Short Selling: Avoiding Government Bank Foreclosures

by on Stop Foreclosures

Short selling a property to avoid government bank foreclosures is becoming a trend in the real estate industry. A few years back, short selling are unfamiliar words in the real estate industry. Now, it has become a byword in almost every household in the country, particularly in distressed houses.

In the investment world, short selling is turning to be a gold mine for many investors. Recession or no recession, investors are finding ways to repair run-down foreclosed houses and sell them for huge profits.

In the current economic downturn, the practice of buying, fixing and selling is given a name: short sales. The method involves investors finding distressed homeowners who are on the brink of government bank foreclosures. They will make cash offers to banks to purchase the distressed properties for low prices.

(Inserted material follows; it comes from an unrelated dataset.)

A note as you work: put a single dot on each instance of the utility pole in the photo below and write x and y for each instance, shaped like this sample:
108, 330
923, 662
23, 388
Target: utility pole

Usually, banks would agree to sell the houses to reduce their losses resulting from foreclosure costs, maintenance, taxes and legal fees. This means that banks also agree to accept the amount from the sale of the distressed properties as settlement payment for the mortgage owed by their homeowners.

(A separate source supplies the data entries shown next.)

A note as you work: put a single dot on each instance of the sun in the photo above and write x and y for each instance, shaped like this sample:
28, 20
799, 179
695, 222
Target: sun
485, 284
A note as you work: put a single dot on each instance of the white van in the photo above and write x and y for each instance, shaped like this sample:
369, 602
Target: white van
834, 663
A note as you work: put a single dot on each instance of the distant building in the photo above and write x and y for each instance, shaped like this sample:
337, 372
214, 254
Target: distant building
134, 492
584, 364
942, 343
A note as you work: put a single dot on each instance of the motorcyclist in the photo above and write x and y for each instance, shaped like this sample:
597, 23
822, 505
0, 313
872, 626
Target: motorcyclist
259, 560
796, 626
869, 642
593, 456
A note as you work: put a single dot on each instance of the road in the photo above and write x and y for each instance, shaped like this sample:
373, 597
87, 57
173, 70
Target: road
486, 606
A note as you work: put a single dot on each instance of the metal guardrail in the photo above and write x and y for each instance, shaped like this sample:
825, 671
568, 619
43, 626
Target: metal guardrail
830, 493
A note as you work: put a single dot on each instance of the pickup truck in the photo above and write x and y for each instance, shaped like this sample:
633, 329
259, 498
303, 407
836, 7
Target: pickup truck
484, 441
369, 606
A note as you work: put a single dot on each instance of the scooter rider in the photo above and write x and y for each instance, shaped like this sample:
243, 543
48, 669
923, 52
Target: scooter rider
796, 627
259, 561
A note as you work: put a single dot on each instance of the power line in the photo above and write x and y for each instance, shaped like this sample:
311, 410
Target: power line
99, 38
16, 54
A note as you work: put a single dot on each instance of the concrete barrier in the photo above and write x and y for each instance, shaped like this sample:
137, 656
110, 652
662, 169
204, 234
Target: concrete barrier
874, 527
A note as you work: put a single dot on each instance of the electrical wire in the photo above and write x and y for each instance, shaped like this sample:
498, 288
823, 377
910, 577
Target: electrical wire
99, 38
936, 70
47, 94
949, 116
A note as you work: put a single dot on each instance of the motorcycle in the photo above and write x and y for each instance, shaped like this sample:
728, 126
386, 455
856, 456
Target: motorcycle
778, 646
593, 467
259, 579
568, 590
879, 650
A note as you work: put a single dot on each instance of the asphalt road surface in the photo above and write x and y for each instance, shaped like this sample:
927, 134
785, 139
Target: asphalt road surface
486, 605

On the part of homeowners, they are more than willing to sell their properties to minimize the damage to their credit record and avoid the complex process of foreclosures.

Industry experts said that short selling has always been an alternative for banks. But the current economic downturn fueled the growth of short sales. Experts said that in short sale deals, the winners are the people who have the means to take advantage of low property prices. As of May, both foreclosure and short sales accounted for 33 percent of the total existing housing market.

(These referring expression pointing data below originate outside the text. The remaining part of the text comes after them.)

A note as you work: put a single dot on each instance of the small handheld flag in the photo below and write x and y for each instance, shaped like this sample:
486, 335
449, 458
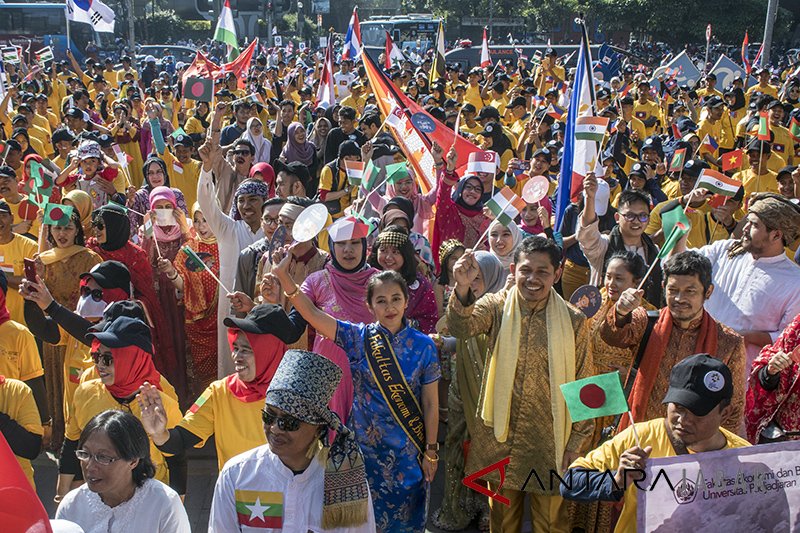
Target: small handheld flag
594, 397
57, 215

In the following two months, the figures dropped to 31 percent. Essentially, banks would review every short sale transaction to determine if the loss they are going to take will make more sense. Many banks have to answer to their directors and stockholders and need to reduce losses on foreclosure properties on their portfolio.

But lately, many homeowners who want to go the route of short sale to save their properties from foreclosures were complaining that banks are taking longer to respond to their requests. The Obama Administration knows about the shortfall and decided to offer financial incentives to lenders to encourage them to expedite their short sale process to help more homeowners avoid government bank foreclosures.